Whilst some cheered, others, fearing what would come, hid (Dy 2007: 13). As confirmation of their fears, the Khmer Rouge quickly announced over the radio that high-ranking officials and military leaders from Lon Nol’s regime would be executed (Dy 2007: 13).
The Khmer Rouge rounded up and executed three senior leaders. Lon Nol was long gone, but they executed his brother, who had been a classmate of Sar’s when they were young. They also executed the Prime Minister, Long Boret (sp?), and Nol’s assistant, Prince Sirik Matak.
The US had actually offered to evacuate Matak when they abandoned the city, but Matak declined. He wrote a letter to the embassy is response. It’s short, so I’m going to quote it in full:
I thank you sincerely for your letter and your offer to transport me to freedom. I cannot, alas, leave in such a cowardly fashion. As for you, and in particular your great country, I never believed for a moment that you would have the sentiment of abandoning a people which have chosen liberty. You have refused us protection and we can do nothing about it. You leave, and my wish is that you and your country will find happiness under this sky. But mark it well, that if I shall die here on the spot and in my country that I love, it is no matter, because we are all born and must die. I have only committed the mistake of believing in Americans. Please accept, Excellency, my dear friend, my faithful and friendly sentiments. (Dy 2007: 14; Bennet & Cribb 2008: 144)
Turns out that abandoning allies that you’ve been fighting alongside is as American as apple pie. Matak was indeed killed when the Khmer Rouge took the city. His name was top of a list of seven ‘traitors’. Not all of the seven were around to be executed – Lon Nol, obviously, was already out of the country. And so was Son Ngoc Thanh, whose name also appeared on the list.

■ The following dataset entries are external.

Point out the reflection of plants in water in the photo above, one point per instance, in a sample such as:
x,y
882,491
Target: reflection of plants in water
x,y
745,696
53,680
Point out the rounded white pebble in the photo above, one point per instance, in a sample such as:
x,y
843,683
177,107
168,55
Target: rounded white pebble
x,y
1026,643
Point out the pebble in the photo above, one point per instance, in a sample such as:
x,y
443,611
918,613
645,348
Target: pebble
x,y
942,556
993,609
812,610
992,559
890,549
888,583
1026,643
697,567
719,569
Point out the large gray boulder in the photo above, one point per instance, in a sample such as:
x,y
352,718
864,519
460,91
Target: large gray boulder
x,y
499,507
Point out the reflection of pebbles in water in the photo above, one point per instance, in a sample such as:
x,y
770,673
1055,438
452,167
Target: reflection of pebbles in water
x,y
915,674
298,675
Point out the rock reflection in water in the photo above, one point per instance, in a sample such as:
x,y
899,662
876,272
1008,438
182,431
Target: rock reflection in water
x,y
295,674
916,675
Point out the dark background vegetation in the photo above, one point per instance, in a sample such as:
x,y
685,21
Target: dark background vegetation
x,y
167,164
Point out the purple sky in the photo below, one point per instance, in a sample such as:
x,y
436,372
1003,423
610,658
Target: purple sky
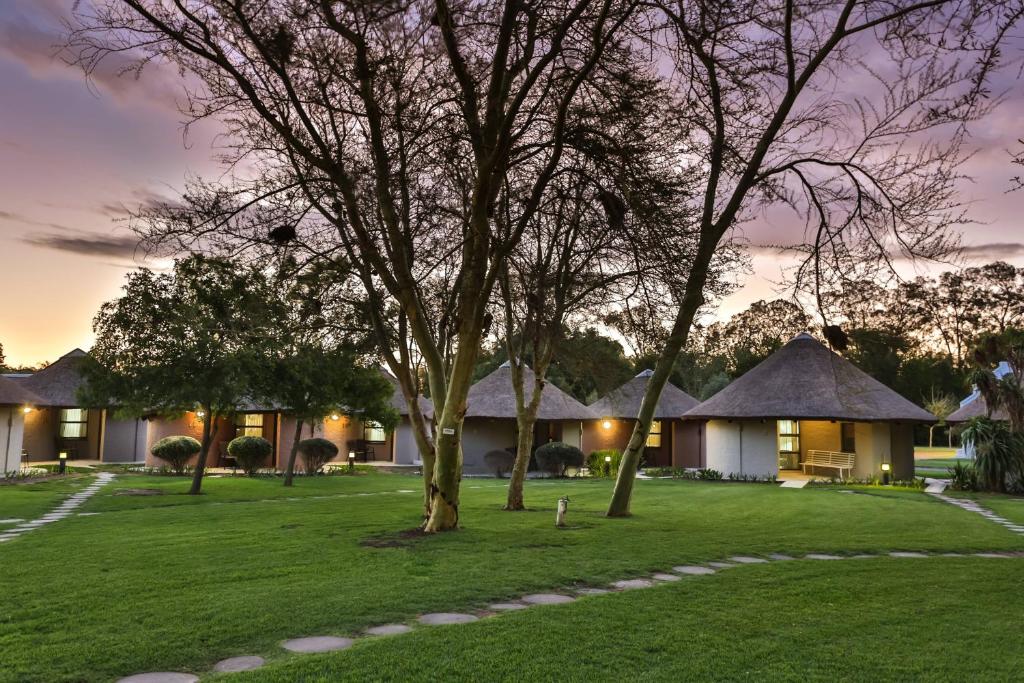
x,y
74,154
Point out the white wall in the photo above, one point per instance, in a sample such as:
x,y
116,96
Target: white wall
x,y
11,431
742,446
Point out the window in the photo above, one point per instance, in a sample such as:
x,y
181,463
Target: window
x,y
74,423
788,436
654,435
249,424
848,441
374,432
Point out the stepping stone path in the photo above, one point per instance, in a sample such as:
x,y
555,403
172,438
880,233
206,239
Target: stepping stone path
x,y
974,506
442,619
316,644
236,665
547,599
160,677
62,511
388,630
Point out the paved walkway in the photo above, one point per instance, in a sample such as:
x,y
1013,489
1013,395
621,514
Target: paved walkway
x,y
64,510
313,644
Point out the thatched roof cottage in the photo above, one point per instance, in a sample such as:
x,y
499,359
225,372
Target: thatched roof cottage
x,y
805,404
672,442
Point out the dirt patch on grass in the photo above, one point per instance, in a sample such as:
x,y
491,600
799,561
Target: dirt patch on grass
x,y
138,492
399,540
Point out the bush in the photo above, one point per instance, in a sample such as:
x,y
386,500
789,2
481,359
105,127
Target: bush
x,y
175,451
554,457
316,453
250,453
499,462
963,476
599,467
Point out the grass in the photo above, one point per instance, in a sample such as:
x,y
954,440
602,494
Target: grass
x,y
855,621
172,582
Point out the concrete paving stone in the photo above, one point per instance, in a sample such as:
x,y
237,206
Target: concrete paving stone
x,y
388,630
441,619
235,665
160,677
693,569
547,599
316,644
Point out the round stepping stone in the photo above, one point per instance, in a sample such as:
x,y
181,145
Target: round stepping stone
x,y
160,677
316,644
507,606
235,665
693,569
547,599
441,619
388,630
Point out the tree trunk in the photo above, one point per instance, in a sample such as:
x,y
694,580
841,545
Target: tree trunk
x,y
525,422
290,469
203,453
693,297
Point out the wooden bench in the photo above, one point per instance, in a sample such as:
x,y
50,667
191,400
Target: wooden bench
x,y
836,460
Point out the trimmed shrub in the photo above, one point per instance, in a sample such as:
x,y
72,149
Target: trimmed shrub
x,y
316,453
175,451
554,457
499,462
599,467
250,453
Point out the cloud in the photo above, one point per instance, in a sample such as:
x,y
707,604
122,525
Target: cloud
x,y
115,246
993,251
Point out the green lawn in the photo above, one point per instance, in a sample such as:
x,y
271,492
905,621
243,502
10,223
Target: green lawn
x,y
176,583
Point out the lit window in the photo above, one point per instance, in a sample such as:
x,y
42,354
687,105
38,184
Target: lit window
x,y
74,423
250,424
374,432
654,435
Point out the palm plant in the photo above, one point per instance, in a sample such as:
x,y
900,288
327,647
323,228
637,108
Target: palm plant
x,y
998,452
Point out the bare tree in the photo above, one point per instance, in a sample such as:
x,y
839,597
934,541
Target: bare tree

A few hours after taking the city, Khmer Rouge soldiers began firing their guns in the air, and ordered everyone to evacuate. They claimed that there was a US bombing raid imminent, and that everyone had to leave immediately. They told them not to take their belongings with them, because they would be able to return in a few days. This plan had been agreed in private prior to taking the city, but it was known only to Pol Pot and the very inner circle (Chandler 2008: 257). By this point, Phnom Penh’s population had swollen over the last few years due to the influx of refugees. In 1975, it stood at around 2 million people.

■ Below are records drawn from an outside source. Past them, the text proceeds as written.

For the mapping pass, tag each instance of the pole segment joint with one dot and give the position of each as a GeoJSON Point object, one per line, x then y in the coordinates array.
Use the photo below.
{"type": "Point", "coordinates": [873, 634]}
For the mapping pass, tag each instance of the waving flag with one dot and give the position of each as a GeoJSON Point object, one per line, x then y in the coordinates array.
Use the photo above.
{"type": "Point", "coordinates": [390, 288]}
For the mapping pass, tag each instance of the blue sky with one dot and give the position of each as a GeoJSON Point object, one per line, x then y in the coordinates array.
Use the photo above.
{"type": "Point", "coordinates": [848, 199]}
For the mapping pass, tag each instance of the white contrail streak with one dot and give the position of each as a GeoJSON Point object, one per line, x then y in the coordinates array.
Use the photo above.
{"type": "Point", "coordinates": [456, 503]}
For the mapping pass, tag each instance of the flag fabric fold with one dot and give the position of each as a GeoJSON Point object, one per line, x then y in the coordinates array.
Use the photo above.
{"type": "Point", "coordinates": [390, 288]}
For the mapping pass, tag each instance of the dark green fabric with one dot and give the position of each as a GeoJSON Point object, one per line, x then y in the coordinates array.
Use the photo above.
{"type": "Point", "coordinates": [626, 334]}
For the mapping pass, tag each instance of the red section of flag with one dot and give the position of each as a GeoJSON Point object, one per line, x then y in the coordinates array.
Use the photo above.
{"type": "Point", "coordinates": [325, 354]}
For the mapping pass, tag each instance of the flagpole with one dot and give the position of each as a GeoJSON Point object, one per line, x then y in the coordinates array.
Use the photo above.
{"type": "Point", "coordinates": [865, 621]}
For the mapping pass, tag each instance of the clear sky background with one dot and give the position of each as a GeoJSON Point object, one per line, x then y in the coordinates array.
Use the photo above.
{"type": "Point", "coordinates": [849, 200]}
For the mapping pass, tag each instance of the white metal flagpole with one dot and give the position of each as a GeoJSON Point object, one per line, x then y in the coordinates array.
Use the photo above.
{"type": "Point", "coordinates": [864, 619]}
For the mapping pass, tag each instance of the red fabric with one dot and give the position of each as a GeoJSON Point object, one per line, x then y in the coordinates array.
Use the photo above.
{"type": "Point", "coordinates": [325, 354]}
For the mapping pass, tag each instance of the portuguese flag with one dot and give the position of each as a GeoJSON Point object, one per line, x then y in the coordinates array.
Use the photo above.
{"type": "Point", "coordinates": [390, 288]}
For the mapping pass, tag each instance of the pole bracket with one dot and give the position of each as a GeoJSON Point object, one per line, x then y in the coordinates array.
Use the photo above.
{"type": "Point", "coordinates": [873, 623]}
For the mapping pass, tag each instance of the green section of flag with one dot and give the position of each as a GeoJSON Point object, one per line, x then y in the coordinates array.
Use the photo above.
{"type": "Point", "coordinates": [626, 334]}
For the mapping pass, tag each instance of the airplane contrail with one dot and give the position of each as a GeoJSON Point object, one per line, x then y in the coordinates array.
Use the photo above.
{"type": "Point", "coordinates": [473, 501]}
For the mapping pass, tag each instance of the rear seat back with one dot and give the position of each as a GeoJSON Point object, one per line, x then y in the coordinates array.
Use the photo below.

The rationale behind the order for the evacuation isn’t entirely clear. David Chandler suggests a handful of reasons. Firstly, there was a genuine shortage of food in the city. Secondly, the Khmer Rouge considered those who had failed to support the regime as essentially traitors, and in Phnom Penh there were 2 million of them for the regime to try and deal with. Thirdly, they may have been concerned for their own security. Fourthly, Phnom Penh was essentially the epitome of everything they had come to resent through their communist ideology. Forcing people out from the corrupting influence of the city and western culture, and into the countryside – the true heart of Cambodian identity – was an ideological victory. (Chandler 2008: 257)
On top of that, their plans for the future of Cambodia involved an immediate focus on massive rice production so that the excess could be sold to buy technology. So they needed as many people working in the fields as possible.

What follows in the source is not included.